Bagdad a-t-elle les moyens, dans cet environnement complexe, d’une ambition politique régionale ? L’Irak ne pourra sans doute jouer aucun rôle stabilisateur aussi longtemps que la compétition entre l’Iran d’une part et l’Arabie saoudite et les Etats-Unis d’autre part ne s’atténuera pas. Bagdad doit aussi se prémunir des conséquences de nouvelles turbulences syriennes, qui ont déjà poussé des milliers de réfugiés à fuir en Irak, principalement dans des camps kurdes au nord du pays. Les blocages qui paralysent la politique intérieure sont aussi un obstacle à l’élaboration d’une politique étrangère irakienne cohérente. L’un des conseillers du Premier ministre n’en considère pas moins que les Irakiens pourraient avoir comme ambition, afin de transcender leurs divisions, d’offrir un nouveau modèle à la région : laïc, pluriconfessionnel, démocratique, fédéral, face au modèle iranien semi-théocratique d’une part, et au modèle turc, perçu comme de plus en plus autoritaire et religieux d’autre part.

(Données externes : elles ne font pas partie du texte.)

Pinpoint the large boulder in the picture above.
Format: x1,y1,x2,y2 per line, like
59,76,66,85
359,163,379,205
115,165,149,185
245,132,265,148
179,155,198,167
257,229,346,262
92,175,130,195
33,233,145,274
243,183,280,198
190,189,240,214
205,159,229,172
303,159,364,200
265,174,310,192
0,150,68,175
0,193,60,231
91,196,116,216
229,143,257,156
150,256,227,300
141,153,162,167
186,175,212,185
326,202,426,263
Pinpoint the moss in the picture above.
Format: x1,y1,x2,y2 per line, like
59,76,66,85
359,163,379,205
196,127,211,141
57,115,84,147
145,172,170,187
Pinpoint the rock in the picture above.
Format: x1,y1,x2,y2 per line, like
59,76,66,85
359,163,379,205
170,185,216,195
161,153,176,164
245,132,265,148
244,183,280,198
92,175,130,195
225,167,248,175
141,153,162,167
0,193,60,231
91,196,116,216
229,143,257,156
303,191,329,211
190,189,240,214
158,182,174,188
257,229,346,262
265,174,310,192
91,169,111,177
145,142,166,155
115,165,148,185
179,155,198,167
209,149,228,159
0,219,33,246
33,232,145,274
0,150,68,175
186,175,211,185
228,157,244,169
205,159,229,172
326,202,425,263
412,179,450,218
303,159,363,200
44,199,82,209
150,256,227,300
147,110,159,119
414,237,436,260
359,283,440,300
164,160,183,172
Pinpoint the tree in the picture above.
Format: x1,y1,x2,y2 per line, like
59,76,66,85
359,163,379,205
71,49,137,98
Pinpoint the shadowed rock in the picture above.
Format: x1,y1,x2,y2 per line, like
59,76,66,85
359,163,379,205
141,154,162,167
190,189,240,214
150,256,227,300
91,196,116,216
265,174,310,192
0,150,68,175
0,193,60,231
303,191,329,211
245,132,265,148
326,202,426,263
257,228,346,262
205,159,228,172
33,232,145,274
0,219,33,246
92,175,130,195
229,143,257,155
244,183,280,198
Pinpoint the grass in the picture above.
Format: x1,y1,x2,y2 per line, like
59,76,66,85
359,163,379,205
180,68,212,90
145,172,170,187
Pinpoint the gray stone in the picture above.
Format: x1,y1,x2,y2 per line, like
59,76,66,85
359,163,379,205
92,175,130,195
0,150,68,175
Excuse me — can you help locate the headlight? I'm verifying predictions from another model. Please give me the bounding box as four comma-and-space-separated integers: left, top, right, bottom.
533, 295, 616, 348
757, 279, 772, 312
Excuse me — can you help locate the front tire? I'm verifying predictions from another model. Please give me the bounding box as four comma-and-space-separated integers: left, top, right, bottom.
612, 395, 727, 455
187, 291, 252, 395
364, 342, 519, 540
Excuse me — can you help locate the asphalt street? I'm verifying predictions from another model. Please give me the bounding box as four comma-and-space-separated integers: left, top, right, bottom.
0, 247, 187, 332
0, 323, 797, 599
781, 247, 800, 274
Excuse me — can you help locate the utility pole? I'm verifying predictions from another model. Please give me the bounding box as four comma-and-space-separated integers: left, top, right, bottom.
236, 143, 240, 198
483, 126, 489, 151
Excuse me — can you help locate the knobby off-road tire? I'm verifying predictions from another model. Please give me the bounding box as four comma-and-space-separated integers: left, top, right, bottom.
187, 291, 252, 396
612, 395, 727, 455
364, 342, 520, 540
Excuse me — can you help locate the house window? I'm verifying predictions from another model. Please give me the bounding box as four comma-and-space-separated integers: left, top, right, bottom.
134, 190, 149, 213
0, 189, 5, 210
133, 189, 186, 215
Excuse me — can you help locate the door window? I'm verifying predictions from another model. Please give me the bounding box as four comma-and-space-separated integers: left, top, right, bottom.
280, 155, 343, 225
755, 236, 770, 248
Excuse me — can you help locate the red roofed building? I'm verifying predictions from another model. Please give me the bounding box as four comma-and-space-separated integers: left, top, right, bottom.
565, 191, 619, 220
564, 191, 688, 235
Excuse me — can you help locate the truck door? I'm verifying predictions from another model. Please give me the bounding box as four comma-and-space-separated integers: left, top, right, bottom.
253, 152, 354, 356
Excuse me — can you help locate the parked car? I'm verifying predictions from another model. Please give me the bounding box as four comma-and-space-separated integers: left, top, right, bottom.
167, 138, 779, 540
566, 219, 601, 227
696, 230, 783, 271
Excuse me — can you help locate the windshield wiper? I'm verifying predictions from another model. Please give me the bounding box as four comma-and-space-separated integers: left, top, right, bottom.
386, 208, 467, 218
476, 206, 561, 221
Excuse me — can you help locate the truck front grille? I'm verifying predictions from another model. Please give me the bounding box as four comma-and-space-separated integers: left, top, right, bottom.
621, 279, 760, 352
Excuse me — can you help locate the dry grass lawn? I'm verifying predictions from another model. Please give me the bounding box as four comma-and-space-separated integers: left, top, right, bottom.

Une deuxième impression ressort des témoignages locaux : l’Irak attend l’Europe. Vu de Bagdad, seuls les Européens peuvent faire contrepoids à l’influence omniprésente de l’Iran, et la présence fluctuante des Etats-Unis, dont personne ne sait vraiment quel rôle ils veulent, peuvent jouer à moyen-terme dans la région. L’influence russe à Bagdad n’est pas non plus perçue comme stabilisatrice : les intérêts de Moscou en Irak, du propre aveu des experts russes, se cantonnent à la lutte contre le terrorisme et l’énergie (exploitation et acheminement du pétrole dont regorge le sous-sol du Sud irakien).
 
Là où le rapport de force saoudo-iranien prend la forme d’un jeu à somme nulle, l’influence européenne, perçue comme politiquement neutre depuis Bagdad, est donc accueillie favorablement, dans la lignée de coopérations déjà engagées dans les domaines de l’eau, des énergies, des infrastructures, de l’éducation, de la gouvernance ou encore du dialogue de réconciliation. Les Européens se distinguent aussi des autres puissances extérieures – y compris la Chine, évidemment omniprésente sur le plan économique – par son attachement à l’Etat de droit et à la démocratie, et son intérêt pour la société civile. Fait suffisamment rare pour être souligné s’agissant du Moyen-Orient, les Etats-membres ne sont pas divisés par des intérêts divergents. Ils pourraient faire davantage pression pour un engagement plus actif des institutions européennes (ni Mme Mogherini, ni aucun Commissaire n’a visité Bagdad après la conférence de Koweït, en février, qui a mobilisé des contributions internationales pour la reconstruction post-Etat islamique).
 
S’ils acceptent d’investir des moyens en Irak, les Européens disposent donc aujourd’hui d’une fenêtre d’opportunité dans ce pays pour développer un plan cohérent, là où les Etats-Unis et la Russie, certes pourvus de moyens, manquent vraisemblablement de vision à long terme. Dans l’absolu, on pourrait même imaginer que leur rôle dans la défense de l’accord nucléaire avec l’Iran leur vaille suffisamment de crédit à Téhéran pour inciter l’Iran à ne pas surjouer sa main en Irak.